New York, May 12, 2026, 14:02 EDT
- PACS surged roughly 23% Tuesday afternoon, with Q1 earnings, revenue, and outlook all topping what skeptics had been expecting.
- Stronger facility occupancy, an improved skilled nursing mix, and a higher adjusted EBITDA outlook for 2026 all factored into the move. PACS Group, Inc. also unveiled a fresh $250 million buyback authorization.
- The bear argument sticks around: PACS continues to wrestle with internal-control issues, plus DOJ and SEC probes remain active, both highlighted in its most recent 10-Q.
PACS Group shares surged Tuesday, jumping to $39.30 in early afternoon trading in New York—a gain of $7.40, or 23.2%. After opening at $39.00, the stock hit $41.63 at its peak, and momentum held, with volume topping 2.1 million shares and prices well above the previous close.
It’s a straightforward story for PACS. The company surprised the market with a much simpler earnings narrative: Q1 revenue up 11.2% to $1.42 billion, net income at $80.7 million (that’s a sharp move from $28.4 million), and adjusted EBITDA surged 74.6%, landing at $170.4 million.
The shift came with a reset in expectations. According to MT Newswires, PACS delivered Q1 EPS of $0.50, topping the FactSet consensus by a dime, and revenue hit $1.42 billion, ahead of the $1.36 billion forecast. For a stock still working through the aftermath of a turbulent filing and regulatory patch, a result like that carries extra weight.
The real jolt came from the guidance. PACS bumped its adjusted EBITDA target for 2026 up to a range of $605 million to $625 million, up from the earlier $555 million to $575 million. Revenue guidance stays put at $5.65 billion to $5.75 billion, though that forecast now strips out future acquisitions—those had been baked in before. CFO Carey Hendrickson credited the increase to “excellent performance across both ramping and mature cohorts.” PACS Group, Inc.
Investors drove the chart higher after spotting operating leverage—not just headline sales gains. PACS managed to widen the gap between revenue and costs: total revenue jumped 11.2%, while operating expenses climbed only 5.8%. Same-store skilled nursing revenue advanced 8.0%. Occupancy ticked up to 90.9% from 89.6%. Skilled mix, which tracks higher-acuity patients who typically command better pay, edged up 50 basis points, or half a point.
PACS pulled in a $23.3 million revenue boost from California’s Workforce & Quality Incentive Program last quarter—$16.3 million of that flowed through adjusted EBITDA. The market caught on quickly. While the program’s payout is a genuine cash win, it doesn’t translate to a recurring margin lift.
The tone from management struck a balance—confident, but not overreaching. Hendrickson pointed out PACS wrapped up the quarter holding around $800 million in available liquidity, with about $250 million of that in cash. Net leverage? Just 0.1 times. She added that the buyback gives PACS a way to step in if management feels the shares are “undervalued.” The Motley Fool
The $250 million buyback plan gave investors a boost, signaling management’s willingness to return capital instead of focusing solely on facility acquisitions. But the repurchase authorization isn’t binding—PACS isn’t required to buy any shares, there’s no set end date, and the board can alter, suspend, or cancel it at will.
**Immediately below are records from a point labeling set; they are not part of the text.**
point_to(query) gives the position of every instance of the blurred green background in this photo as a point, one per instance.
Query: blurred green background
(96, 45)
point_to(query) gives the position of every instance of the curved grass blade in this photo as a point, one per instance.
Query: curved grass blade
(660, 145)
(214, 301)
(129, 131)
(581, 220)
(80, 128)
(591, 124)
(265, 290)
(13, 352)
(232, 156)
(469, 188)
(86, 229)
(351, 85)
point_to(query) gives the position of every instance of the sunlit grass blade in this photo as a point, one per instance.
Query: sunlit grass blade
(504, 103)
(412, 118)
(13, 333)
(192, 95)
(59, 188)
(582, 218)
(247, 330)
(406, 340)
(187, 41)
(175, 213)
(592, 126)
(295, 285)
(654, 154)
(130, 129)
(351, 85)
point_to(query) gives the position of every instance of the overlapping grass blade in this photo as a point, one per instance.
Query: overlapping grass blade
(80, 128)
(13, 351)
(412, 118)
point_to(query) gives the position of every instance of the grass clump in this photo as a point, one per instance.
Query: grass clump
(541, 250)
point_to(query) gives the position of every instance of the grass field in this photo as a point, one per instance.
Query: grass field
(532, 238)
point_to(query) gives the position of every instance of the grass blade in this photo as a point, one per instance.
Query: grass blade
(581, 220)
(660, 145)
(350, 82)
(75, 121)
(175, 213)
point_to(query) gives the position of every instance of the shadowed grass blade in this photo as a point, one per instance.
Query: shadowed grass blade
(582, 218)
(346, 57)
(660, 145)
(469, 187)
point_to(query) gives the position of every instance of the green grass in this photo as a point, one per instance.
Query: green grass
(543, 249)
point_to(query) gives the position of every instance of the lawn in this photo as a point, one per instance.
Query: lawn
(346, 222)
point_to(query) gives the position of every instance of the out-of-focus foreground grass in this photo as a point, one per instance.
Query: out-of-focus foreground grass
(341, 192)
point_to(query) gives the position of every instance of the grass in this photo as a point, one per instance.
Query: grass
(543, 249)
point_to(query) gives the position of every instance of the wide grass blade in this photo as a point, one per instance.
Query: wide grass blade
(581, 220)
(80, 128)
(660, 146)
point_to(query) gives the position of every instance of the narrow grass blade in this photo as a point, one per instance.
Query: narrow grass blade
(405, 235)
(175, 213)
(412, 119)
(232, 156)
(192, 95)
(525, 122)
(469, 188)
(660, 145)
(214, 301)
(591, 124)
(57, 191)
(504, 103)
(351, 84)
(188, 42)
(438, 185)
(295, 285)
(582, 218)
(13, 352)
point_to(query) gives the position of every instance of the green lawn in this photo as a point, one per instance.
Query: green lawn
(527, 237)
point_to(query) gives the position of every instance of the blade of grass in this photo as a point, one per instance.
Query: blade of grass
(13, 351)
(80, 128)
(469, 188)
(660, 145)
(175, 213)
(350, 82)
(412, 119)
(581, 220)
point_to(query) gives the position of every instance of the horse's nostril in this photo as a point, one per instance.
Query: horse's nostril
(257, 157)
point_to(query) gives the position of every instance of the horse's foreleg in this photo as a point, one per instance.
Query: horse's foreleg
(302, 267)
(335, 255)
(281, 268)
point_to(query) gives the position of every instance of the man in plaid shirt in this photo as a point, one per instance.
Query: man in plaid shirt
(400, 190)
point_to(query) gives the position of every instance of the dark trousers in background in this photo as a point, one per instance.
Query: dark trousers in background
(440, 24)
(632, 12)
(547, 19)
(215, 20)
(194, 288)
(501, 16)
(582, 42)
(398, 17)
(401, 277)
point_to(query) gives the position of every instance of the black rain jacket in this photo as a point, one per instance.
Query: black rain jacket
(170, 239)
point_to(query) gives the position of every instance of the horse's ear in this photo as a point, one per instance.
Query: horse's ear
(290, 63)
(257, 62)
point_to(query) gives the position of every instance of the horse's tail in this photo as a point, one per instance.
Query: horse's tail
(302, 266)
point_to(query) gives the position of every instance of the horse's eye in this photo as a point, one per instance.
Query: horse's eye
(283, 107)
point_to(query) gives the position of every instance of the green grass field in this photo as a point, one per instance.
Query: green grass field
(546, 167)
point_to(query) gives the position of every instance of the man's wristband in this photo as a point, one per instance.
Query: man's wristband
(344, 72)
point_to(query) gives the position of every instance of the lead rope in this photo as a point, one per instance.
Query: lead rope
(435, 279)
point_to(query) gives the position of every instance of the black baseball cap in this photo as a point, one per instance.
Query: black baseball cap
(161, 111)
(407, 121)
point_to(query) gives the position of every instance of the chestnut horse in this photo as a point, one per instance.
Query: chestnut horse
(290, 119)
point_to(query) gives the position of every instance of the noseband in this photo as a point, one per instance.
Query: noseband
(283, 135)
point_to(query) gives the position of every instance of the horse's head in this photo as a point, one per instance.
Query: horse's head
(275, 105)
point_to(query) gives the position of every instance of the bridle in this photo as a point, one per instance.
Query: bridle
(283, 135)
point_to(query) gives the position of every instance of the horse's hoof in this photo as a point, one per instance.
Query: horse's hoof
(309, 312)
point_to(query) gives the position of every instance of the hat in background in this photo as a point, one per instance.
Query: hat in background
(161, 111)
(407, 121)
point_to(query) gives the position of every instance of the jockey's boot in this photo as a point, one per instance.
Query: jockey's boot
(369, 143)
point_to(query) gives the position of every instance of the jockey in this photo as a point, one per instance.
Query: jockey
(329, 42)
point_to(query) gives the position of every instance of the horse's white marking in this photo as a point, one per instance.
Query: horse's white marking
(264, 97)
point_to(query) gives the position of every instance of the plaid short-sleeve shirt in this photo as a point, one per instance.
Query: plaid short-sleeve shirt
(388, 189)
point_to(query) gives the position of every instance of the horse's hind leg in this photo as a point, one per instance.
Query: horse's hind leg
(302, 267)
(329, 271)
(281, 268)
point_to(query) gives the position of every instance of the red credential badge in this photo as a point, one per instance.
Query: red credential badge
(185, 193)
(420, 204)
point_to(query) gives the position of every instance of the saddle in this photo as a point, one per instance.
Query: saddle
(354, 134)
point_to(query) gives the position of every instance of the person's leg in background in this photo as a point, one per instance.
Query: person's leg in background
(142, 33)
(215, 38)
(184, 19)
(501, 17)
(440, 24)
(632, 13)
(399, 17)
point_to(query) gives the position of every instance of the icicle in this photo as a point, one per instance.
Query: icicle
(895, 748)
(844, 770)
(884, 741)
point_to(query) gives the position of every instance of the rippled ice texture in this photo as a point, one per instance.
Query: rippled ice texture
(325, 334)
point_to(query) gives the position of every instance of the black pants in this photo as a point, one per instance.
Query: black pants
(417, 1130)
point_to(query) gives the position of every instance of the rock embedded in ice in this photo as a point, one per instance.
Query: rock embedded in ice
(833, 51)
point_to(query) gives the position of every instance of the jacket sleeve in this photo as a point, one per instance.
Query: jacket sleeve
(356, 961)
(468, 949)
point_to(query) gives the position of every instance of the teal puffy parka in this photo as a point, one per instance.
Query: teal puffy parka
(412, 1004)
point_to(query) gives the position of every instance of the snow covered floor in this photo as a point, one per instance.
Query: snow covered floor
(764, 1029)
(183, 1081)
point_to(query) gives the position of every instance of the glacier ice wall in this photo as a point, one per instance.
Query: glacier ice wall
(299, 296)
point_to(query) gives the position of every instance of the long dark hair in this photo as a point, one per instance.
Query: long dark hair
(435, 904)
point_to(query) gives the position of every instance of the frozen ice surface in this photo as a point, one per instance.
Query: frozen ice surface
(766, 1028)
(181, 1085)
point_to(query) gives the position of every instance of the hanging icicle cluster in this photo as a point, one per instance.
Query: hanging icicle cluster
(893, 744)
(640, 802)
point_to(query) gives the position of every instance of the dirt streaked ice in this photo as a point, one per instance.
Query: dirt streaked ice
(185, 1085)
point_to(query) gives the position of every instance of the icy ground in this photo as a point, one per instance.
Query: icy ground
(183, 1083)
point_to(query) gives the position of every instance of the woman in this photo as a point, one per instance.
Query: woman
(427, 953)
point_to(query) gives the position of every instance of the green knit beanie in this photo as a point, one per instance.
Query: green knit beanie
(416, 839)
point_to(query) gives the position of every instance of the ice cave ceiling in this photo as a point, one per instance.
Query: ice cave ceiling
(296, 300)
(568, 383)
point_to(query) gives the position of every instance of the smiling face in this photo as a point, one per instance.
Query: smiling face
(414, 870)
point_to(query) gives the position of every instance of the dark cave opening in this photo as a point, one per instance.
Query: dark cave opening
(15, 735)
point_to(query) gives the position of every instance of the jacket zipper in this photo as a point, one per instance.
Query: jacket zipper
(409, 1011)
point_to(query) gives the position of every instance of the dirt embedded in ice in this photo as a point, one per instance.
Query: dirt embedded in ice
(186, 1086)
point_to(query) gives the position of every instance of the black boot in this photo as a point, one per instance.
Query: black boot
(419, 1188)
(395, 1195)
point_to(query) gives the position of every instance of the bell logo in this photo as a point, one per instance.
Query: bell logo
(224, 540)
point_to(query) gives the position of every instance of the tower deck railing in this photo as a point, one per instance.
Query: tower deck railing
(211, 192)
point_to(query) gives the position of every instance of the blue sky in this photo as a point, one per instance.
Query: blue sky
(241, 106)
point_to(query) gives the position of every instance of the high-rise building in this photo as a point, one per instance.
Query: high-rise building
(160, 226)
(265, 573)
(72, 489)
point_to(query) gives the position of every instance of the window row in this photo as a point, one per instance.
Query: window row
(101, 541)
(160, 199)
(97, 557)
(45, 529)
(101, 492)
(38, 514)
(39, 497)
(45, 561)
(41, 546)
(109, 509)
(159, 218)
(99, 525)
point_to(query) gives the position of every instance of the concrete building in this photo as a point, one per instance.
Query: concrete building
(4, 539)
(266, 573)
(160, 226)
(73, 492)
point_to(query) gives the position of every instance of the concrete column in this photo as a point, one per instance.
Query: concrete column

This wasn’t just a one-name move. Ensign Group tacked on roughly 4.0%, Pennant Group advanced 2.8%, and National HealthCare edged 0.4% higher in recent action—helping lift the broader long-term care and post-acute names. PACS stood out, though, with the strongest company-specific spark.
Bulls point to PACS scaling its model effectively. The company reports its subsidiaries now run 324 post-acute care facilities spanning 17 states. This quarter brought higher occupancy, an improved skilled mix, and robust cash flow—net cash from operating activities jumped to $236.3 million, up from $150.2 million the previous year.
The bearish argument kicks off with questions about earnings quality and wraps up with legal risks. Timing those quality incentive payments isn’t straightforward—Hendrickson told listeners the payments are “not included in our guidance” since they might fall into a different quarter. That sheds light on the conservative guidance, but it complicates things for investors trying to split out core facility gains from any upside linked to the programs. The Motley Fool
But the bigger headache? Controls and probes. PACS admitted that, as of March 31, its disclosure controls were still ineffective—material weaknesses remain unresolved. The 10-Q details a DOJ look into Medicare issues, referral ties, PDPM reimbursements, and COVID-era waiver policies. There’s also an SEC investigation covering accounting, reporting, and internal controls.
Tuesday’s jump isn’t exactly a green light—it’s a fresh valuation. Investors were willing to pay more after PACS managed to post growth, solid cash generation, and raised profit guidance, even as regulatory issues linger. The stock’s up, but it’s hardly straightforward.